Denver and he longed to get back to a place where people were more courteous and predictable. He halved limes, squeezed lemons, arranged a row of cocktail glasses on the table and filled these with ice. At six o’clock the maid took a paper-back novel out of her bag and sat down to read. At a little after six the back doorbell rang and Betsey hastened to answer it. It was the delivery man from the dry-cleaners. Coverly heard Betsey ask him in for a drink. “Oh, I’d love to, Mrs. Wapshot,” the man said, “but I have to go home now and cook my supper. I’m living alone now. I guess I told you. My wife ran off with one of the butchers in the food express. The lawyer told me to put the kids in an orphanage, he said I’d get custody quicker that way, so I’m all alone. I’m so alone that I talk with the flies. There’s a lot of flies where I live but I don’t kill them. I just talk with them. They’re like friends. ‘Hello, flies,’ I say. ‘We’re all alone, you and me. You’re looking good, flies.’ I suppose you might think I was crazy for talking with the flies but that’s the way it is. I don’t have anybody else to talk to.”
Coverly heard the door close. Betsey drew some water in the sink. When she came back into the room her face was pale. “Well, let’s have a party,” Coverly said. “Let’s you and I have a party.” He got her another drink and passed her a tray of sandwiches but she seemed so stiff with pain that she could not turn her head and when she drank her whisky she spilled some on her chin. “The things you read about in these paper books,” the maid said. “I don’t know. I been married three times but right here in this book they’re doing something and I don’t know what it is. I mean I don’t know what they’re doing. . . .” She glanced at the little boy and went on reading. Coverly asked the couple if they wouldn’t like a drink but they both politely refused and said that they didn’t drink on duty. Their presence seemed to amplify a pain of embarrassment that was swiftly turning into shame; their eyes seemed to be the eyes of the world, civil as they were, and Coverly finally asked them to go. They were enormously relieved. They had the good taste not to say that they were sorry; not to say anything but good-bye. “We’ll leave everything out for the latecomers,” Betsey called gallantly after them as they went out the door.

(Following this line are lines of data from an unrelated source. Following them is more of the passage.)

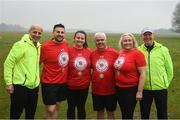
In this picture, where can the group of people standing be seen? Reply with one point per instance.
(134, 74)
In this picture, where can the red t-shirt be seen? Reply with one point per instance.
(126, 65)
(54, 58)
(103, 80)
(79, 68)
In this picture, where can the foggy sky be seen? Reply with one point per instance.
(97, 15)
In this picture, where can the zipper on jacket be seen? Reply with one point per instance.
(25, 79)
(164, 82)
(36, 66)
(149, 66)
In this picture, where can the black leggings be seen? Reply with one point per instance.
(77, 98)
(127, 101)
(23, 97)
(160, 98)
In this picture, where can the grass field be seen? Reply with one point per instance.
(172, 42)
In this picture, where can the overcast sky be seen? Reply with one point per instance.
(97, 15)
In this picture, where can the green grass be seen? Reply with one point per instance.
(172, 42)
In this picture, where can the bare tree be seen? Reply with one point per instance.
(176, 19)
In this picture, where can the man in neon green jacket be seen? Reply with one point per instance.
(21, 73)
(159, 73)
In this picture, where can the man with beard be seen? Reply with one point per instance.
(54, 57)
(21, 73)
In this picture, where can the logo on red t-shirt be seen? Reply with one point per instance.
(63, 58)
(119, 62)
(102, 65)
(80, 63)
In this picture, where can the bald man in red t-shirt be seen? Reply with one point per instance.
(55, 58)
(103, 81)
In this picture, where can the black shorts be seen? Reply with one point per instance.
(53, 93)
(109, 102)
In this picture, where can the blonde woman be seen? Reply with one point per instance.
(130, 75)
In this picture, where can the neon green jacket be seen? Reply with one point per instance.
(159, 68)
(22, 64)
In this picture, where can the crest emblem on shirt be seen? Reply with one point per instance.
(80, 63)
(119, 62)
(63, 58)
(101, 65)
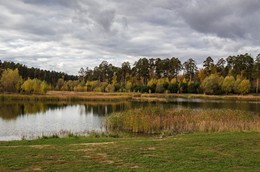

It was her last gallantry. The pain in her breast threatened to overwhelm her. Her spirit seemed about to break under the organized cruelty of the world. She had offered her innocence, her vision of friendly strangers, to the community and she had been wickedly spurned. She had not asked them for money, for help of any kind, she had not asked them for friendship, she had only asked that they come to her house, drink her whisky and fill the empty rooms with the noise of talk for a little time and not one of them had the kindness to come. It was a world that seemed to her as hostile, incomprehensible and threatening as the gantry lines on the horizon, and when Coverly put an arm around her and said, “I’m sorry, sugar,” she pushed him away from her and said harshly, “Leave me be, leave me be, you just leave me be.”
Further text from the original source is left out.